According to www.webmproject.org/about, WebM is a "royalty-free, media file format designed for the web." Briefly, WebM uses the VP8 video codec that Google purchased from On2, the Vorbis audio codec, and a file structure based upon the Matroska container. Though WebM is new, the VP8 codec itself was first launched on Sept. 13, 2008, and comes with some history and some baggage. The history
is its predecessor, VP6, which came to prominence when Adobe bundled it into Flash. It is still the most widely used video codec on the internet today. The baggage includes statements in the VP8 press release such as the following:

"With the introduction of On2 VP8, On2 Video now dramatically surpasses the compression performance of all other commercially
available formats. For example, leading H.264 implementations require as much as twice the data to deliver the same quality video as On2 VP8 (as measured in objective peak signal to noise ratio [PSNR] testing)."

The press release continues: "In addition, the On2 VP8 bitstream requires fewer processing cycles to decode, so users do not need to have the latest and greatest PC or mobile device to enjoy On2 VP8 video quality."

During the 11 months that followed the release, On2 never made VP8 available for testing, at least not to me or Streaming Media. And after Google signed the agreement to purchase On2 on Aug. 5, 2009, information about VP8 became tougher to find than President Obama's fabled Kenyan birth certificate. Google closed the deal on Feb. 19, 2010, and launched WebM on May 19.

Google has never repeated the exact claims that On2 made in the initial press release. But when Google makes claims such as "highest quality real-time video delivery" and "low computational footprint," it does draw some scepticism. It's also important to note that VP8 is not a new technology-it's actually been around for close to 2 years, so it doesn't get the benefit of the doubt on initial quality or encoding-related issues.

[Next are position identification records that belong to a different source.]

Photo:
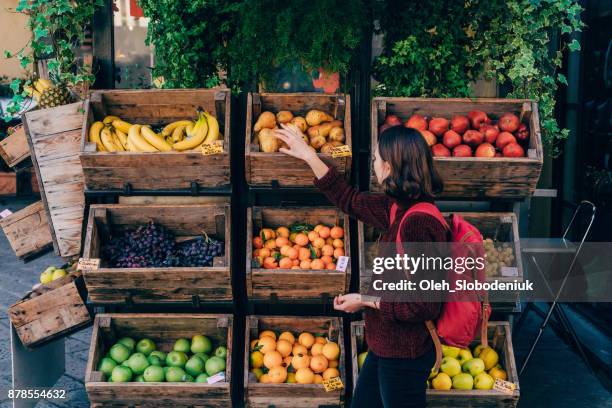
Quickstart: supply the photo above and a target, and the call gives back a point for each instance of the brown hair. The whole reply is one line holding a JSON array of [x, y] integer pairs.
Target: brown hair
[[412, 175]]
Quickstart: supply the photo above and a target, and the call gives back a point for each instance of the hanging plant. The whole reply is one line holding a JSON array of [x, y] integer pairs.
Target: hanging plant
[[58, 29]]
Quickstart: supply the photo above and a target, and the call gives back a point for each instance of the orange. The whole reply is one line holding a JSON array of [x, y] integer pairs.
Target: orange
[[301, 239], [327, 250], [316, 349], [317, 264], [287, 336], [336, 232], [324, 232], [304, 376], [331, 373], [277, 374], [331, 351], [318, 243], [318, 364], [285, 263], [267, 344], [299, 361], [282, 232], [284, 347], [306, 339], [303, 254], [273, 359]]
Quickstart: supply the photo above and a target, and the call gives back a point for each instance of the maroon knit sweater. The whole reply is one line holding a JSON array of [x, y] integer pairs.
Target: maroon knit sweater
[[398, 329]]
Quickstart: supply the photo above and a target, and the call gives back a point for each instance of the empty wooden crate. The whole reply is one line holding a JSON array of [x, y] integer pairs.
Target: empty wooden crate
[[158, 284], [472, 177], [159, 170], [260, 395], [264, 283], [277, 169], [163, 330]]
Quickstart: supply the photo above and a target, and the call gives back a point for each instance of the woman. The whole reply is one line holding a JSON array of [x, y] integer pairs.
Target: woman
[[401, 353]]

That said, you'd have to assume that all browser-related ports began after Google signed the agreement to purchase On2 (August 2009) and perhaps as late as after the deal closed in February, so there certainly could be room for improvement there.

That's the chatty background. Let's start looking at test results.

Encoding

For encoding, I looked at encoding speed and video quality; let's start with the former. As mentioned, I used a prerelease version of Sorenson Squeeze 6.0.4.63 to produce both the WebM and H.264 files. I produced two test files-one SD, one HD-using long standardised encoding parameters. For the SD file, this meant a target data rate of 500Kbps (468 video/ 32Kbps audio), using two-pass VBR encoding with all quality-related settings set to the max. The Squeeze interface makes this simple, with only a few VP8-related encoding controls, such as trading off size versus complexity and compression quality versus speed (Figure 1).

Interestingly, one of the benefits that Google touts about WebM on its website is "Click and encode. Minimal codec profiles, sub-options; when possible, let the encoder make the tough choices." I was certainly willing to do that and used Sorenson-provided presets for the most part, along with the required adjustments to meet my resolution and data rate targets.

For H.264, I used the High profile, with CABAC enabled, with three B-frames and three-reference frames, and encoding effort set to best. To complete the circle, I configured the HD test files at 720p at a VBR data rate of 800Kbps video/128Kbps audio (Figure 2).

When producing both WebM and H.264, Squeeze lets you improve encoding speed by using multiple CPUs-WebM via the Encoding Threads option shown in Figure 1, H.264 by using multiple slices (not shown in Figure 2). As you can see in Table 2, I tested using one thread/slice and 12 threads/slices on my HP Z800 with two six-core 3.33GHz Xeon processors, doubled to 24 total cores via hyperthreaded technology (HTT).

With one thread selected, producing the WebM file was very inefficient, with only about 4% of available CPU utilised, and producing the WebM file took almost four times longer than H.264. With 12 threads/slices selected, CPU utilisation jumped to as high as 30%, and the differential dropped to less than 25% for the SD file, though WebM still took 85% longer for the HD file. Note that I tried encoding with all 24 threads enabled, and it actually slowed encoding time.